The “message” of the company is that we’re all carrying around too many cards. According to Curve’s research the average person in the U.K. carried 3.6+ cards in 2016, while in the U.S. that figure is closer to 7.5 cards.
“And we’re seeing even more specialized cards in the market now, from Monzo, N26, Revolut, Klarna, Venmo, Square. So the number of cards in the market is only accelerating and the fragmentation will accelerate too.”
Curve’s 300,000 customers places its growth slightly ahead of Starling Bank, which last reported having 210,000 accounts, albeit with Curve not trying to be a bank.

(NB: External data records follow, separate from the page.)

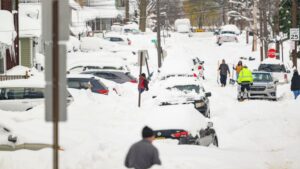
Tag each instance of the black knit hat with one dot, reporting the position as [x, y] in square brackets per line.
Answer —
[147, 132]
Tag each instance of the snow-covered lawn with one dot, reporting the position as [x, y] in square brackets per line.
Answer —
[252, 134]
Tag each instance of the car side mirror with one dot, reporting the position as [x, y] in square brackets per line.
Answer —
[210, 124]
[208, 94]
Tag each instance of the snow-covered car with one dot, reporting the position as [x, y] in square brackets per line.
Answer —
[264, 86]
[182, 90]
[81, 66]
[23, 95]
[226, 36]
[184, 124]
[88, 44]
[87, 82]
[118, 76]
[279, 70]
[119, 39]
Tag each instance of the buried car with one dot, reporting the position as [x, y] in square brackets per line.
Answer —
[117, 76]
[278, 70]
[182, 90]
[264, 86]
[23, 95]
[184, 124]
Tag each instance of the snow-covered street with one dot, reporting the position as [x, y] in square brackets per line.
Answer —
[258, 134]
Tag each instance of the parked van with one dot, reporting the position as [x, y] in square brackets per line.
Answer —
[23, 95]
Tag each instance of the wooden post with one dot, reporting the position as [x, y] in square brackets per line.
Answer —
[126, 10]
[294, 25]
[141, 67]
[55, 77]
[158, 33]
[143, 13]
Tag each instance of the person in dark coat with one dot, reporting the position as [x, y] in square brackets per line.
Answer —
[295, 84]
[224, 71]
[143, 83]
[143, 155]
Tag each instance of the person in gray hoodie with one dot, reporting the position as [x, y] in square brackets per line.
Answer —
[142, 155]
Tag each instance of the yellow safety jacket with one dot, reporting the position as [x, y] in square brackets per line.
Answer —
[245, 76]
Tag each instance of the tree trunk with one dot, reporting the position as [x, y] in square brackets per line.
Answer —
[265, 32]
[126, 11]
[276, 28]
[254, 44]
[143, 12]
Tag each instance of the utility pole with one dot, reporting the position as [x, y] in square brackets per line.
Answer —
[276, 28]
[294, 25]
[265, 29]
[158, 33]
[254, 43]
[126, 10]
[143, 13]
[16, 19]
[260, 35]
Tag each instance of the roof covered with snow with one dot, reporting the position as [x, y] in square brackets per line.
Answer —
[7, 29]
[29, 27]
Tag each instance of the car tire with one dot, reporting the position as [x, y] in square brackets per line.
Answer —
[215, 141]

Instead the way it works by adding all your existing bank cards into the Curve app, and then paying with your one Curve card which can be transformed into any card with the tap of an app.
Curve also has clever features, like letting you switch a payment card up to 14 days after a purchase was made, or offering zero fees when paying abroad regardless of which card you’re using.
Next, the company is planning on adding even more payment magic, by letting you turn payments into monthly payment plans, effectively offering you a loan to cover larger payments.
There’s just one problem.
“This product is complicated,” Bialick admits. “It’s not one that right now you can go and advertise to bring users in. The early adopter can get it, but can the majority get it, can my mum get it? Probably not.”
“Does that matter right now? No.”
Indeed, as someone who’s tried a Curve card several times over the past few years, it’s certainly a cognitive leap to rethink our multi-card lives around a product like Curve, a leap I haven’t yet managed to make.
Another challenge has been Curve’s on-again/off-again relationship with American Express.
Back in 2016 when Curve soft-launched for business-owners only, being able to add an AmEx card and then use it anywhere, even in shops that didn’t accept AmEx, all while still collecting points, was a key selling point.
The advantage only lasted for a few weeks before American Express blocked Curve’s ability to add its cards.
Two years later Curve has managed to resolve its differences with AmEx and last month said 1,000 beta-testers had been given the ability to re-add their cards (albeit with restrictions around the amount of spending and the ability to withdraw cash).
Despite all the confusion, Curve’s growth remains impressive. Bialick says the company has been growing its user base by around 40% each month with a group of 100,000 cardholders now spending £1,500 per month on average.
Next on the founder’s roadmap? International expansion.
“By the end of next year we want to be in the U.S. operationally on the ground to start preparing the product for that market,” Bialick says with certainty.
For the start of 2019 Curve plans to ramp up marketing in European countries where it has existing customers like France, Portugal, Spain, Italy, Germany and Poland.
Whether the company can figure out how to simplify Curve’s myriad of features for a mainstream audience, let alone Bialick’s mum, is less certain.
“It’s really like selling a car while everyone’s riding horses,” the entrepreneur concludes.